A forgotten concert venue in the mid-Peninsula is returning to life. Frost Amphitheater, Stanford University’s outdoor bowl, has been refurbished and is making its classical debut in this new form with San Francisco Symphony summer programs in July.
Frost is a historically important venue which opened in 1937 and holds up to 8,000 people for standing-room-only events. For many years it hosted noted performers and speakers ranging from the Boston Pops to Dag Hammarskjöld to the Grateful Dead. But in recent decades, Frost fell into disuse because of its complete lack of amenities and infrastructure. Everything from tents to use as backstage facilities to port-a-potties for the audience had to be hauled in for every show over the high berm that surrounds the venue.
Now, as part of rebranding this part of campus as an arts center — Frost is right next to Bing Concert Hall, with which it will share an outdoor patio and plaza — Stanford has built a completely new and full-stage facility, and refurbished the audience area as well.
The first thing audiences will notice as they come in by the main entrance from Lasuen Street, near Bing, is a tunnel through the berm. No more need to climb over it, and the tunnel offers a quicker exit as well as entrance. Next to the tunnel is a new, permanent, free-standing restroom building, with a larger one near the back of the bowl, by the old, over-the-berm side entrance from Galvez Street. Stanford Live, which is managing events, promises numerous carts with elegant food and drink offerings to enliven preconcert and intermissions in the patios outside the berm.

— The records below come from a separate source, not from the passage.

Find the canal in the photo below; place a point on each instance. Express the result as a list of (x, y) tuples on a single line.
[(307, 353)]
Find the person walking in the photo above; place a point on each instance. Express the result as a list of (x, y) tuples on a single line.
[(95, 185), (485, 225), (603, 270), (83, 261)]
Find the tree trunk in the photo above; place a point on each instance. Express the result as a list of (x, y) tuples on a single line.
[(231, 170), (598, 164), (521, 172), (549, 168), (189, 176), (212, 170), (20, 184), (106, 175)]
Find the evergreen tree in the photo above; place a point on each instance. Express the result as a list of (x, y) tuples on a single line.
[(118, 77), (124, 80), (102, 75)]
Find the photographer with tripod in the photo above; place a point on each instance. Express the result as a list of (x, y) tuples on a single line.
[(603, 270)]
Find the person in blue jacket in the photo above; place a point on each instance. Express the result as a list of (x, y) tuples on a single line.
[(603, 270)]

The seating area is still grass terraces with ancient, chipped concrete frames, except that several sections have been paved for ADA seating. For classical concerts, Stanford Live says it will load the lower seating area with full-height chairs for reserved seating. Those not up to planting themselves on blankets or legless stadium seats that they bring themselves will thus have somewhere to sit.
But the glory of Frost promises to be the new stage facility, designed by Stanford alumnus architect Chris Wasney. Facing the audience as the stage backdrop is a large rock wall, forming both an arresting but subdued sight and a broadcasting reflector of sound. The wall and the canopy (for lights and to hold backdrops) are designed to let the audience see around them to the berm and trees that form Frost’s attractive natural setting.
The stage facility will also well serve performers and crew. There’s easy loading from a dock behind the amphitheater, via another tunnel through the berm, onto a freight elevator going down to stage level at the bottom of the bowl. Backstage are the dressing rooms and other amenities expected in any decent indoor venue.
Frost will be hosting a busy concert series of popular music, including in this inaugural season Lionel Richie and the electronic band ODESZA. And as classical residents, the San Francisco Symphony — which long ago abandoned its only South Bay venue, the peculiar Flint Auditorium in Cupertino — has signed up to give two summer festival programs in July.
Michael Tilson Thomas will conduct an all-Tchaikovsky program, featuring the Fourth Symphony and Gil Shaham in the Violin Concerto, on the evening of July 10, and new guest conductor Gemma New will lead Beethoven’s Ninth Symphony in two performances, an evening show on July 13 and a late-afternoon matinee on July 14. Frost is known for good acoustics, but the Symphony will find out on the day how the new stage affects this. As with most outdoor venues, there will be restrained amplification.